Uber on Thursday announced that its users in Denver can book and redeem public transit tickets directly through its own app via Uber Transit, which officially launched earlier this year and allows residents of the Colorado city to view real-time public transit routes, including departures and travel times. This week’s announcement effectively seals the deal on Uber’s goal of becoming what the company’s Head of Transit David Reich has repeatedly described as a “one-stop shop for transportation.”
“For the first time ever, taking an Uber trip can mean taking public transit,” Reich said in a statement this week. “We are excited to expand our collaboration with [the Regional Transportation District] and Masabi to make Denver the first city in the world where riders can purchase transit tickets and ride public transit seamlessly through the Uber app.”
The move—part of a partnership between Uber and mobile ticketing company Masabi that began last year—will allow users to purchase RTD tickets for both the bus and train through Uber’s app at the same price as they would elsewhere, the company said in a news release. The launch will see a staggered rollout over the coming weeks.
In order to access the feature, any user in the Denver region can opt for “Transit” when selecting a mode for reaching their destination. From there, they’ll be able to access various public transit options and purchase tickets—including three-hour, day, and monthly passes—that remain accessible even when a user is offline.
The RTD did not immediately return a request for comment about its decision to partner with Uber on the project.
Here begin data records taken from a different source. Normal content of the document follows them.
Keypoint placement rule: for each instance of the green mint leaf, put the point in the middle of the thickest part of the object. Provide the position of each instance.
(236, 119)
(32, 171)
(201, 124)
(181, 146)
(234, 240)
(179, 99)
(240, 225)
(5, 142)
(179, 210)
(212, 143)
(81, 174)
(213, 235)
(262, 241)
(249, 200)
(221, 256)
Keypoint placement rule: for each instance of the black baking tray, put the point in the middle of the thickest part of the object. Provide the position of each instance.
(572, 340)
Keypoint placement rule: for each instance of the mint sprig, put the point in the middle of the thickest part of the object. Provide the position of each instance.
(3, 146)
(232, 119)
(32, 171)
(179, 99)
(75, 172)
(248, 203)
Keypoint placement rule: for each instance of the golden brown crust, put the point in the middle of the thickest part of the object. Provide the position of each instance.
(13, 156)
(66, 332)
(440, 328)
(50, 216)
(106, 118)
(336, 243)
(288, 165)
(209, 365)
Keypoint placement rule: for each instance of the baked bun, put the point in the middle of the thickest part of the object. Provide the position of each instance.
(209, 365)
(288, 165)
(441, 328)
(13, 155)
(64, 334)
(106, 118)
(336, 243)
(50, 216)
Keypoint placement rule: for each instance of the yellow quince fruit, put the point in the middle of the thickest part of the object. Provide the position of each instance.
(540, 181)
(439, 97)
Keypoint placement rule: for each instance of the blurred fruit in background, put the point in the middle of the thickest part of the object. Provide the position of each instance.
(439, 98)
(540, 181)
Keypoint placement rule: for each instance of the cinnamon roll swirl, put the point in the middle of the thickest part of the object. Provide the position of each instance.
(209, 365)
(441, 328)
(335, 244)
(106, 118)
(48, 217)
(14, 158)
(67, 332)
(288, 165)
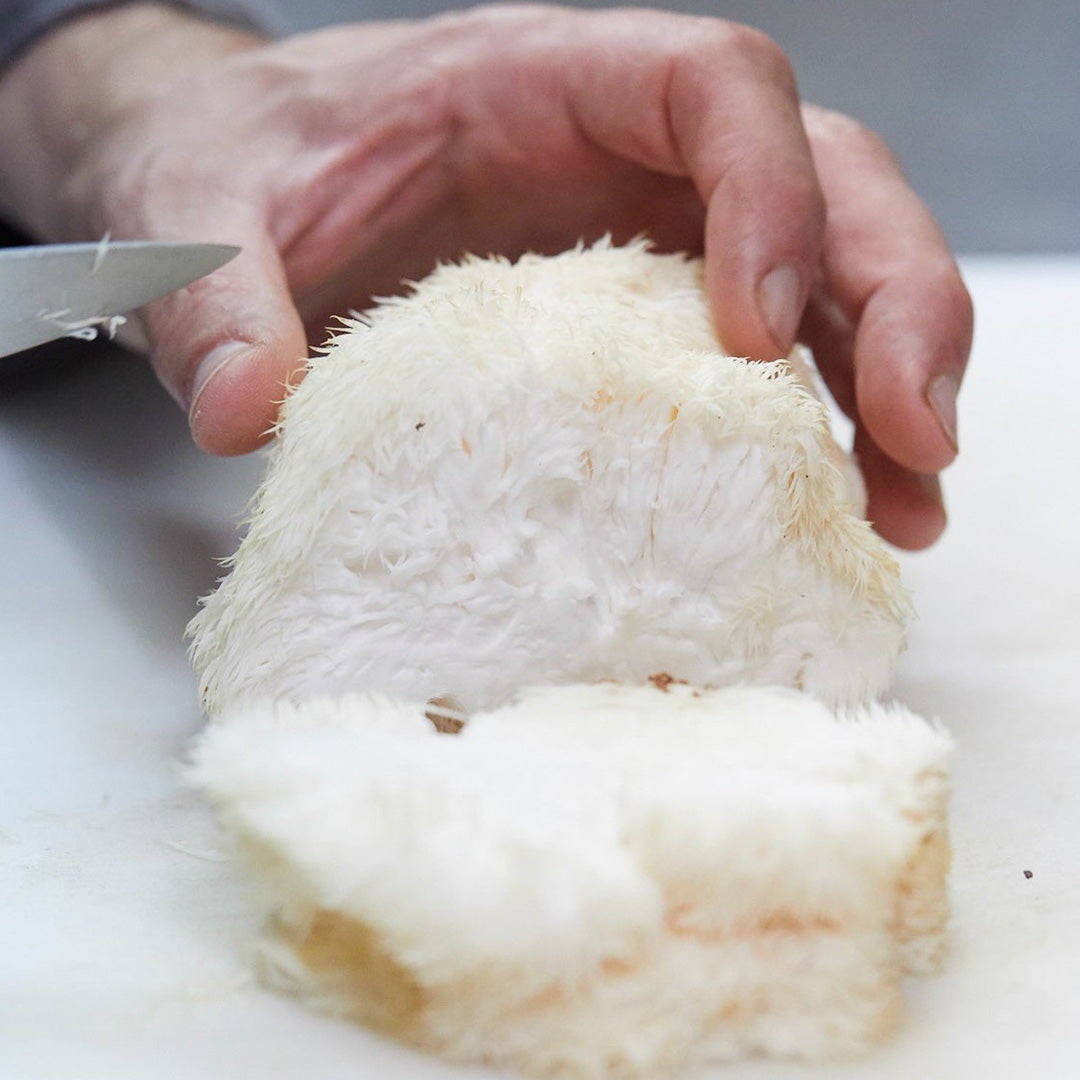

However Dave Genova, CEO and general manager of RTD, said in a statement that the collaboration with Uber “broadens our reach and stays at pace with the public’s needs, allowing people to plan and pay for trips from start to finish.” To that end, it does make sense that the RTD would turn to the private sector, and Uber leads in this arena.
Uber did not answer Gizmodo’s questions about wider applications in other cities. But being that Uber’s plan appears to be making its name synonymous with travel in much the way that Google is with browsing, it’s not unreasonable to assume we’ll see this application in other regions down the line.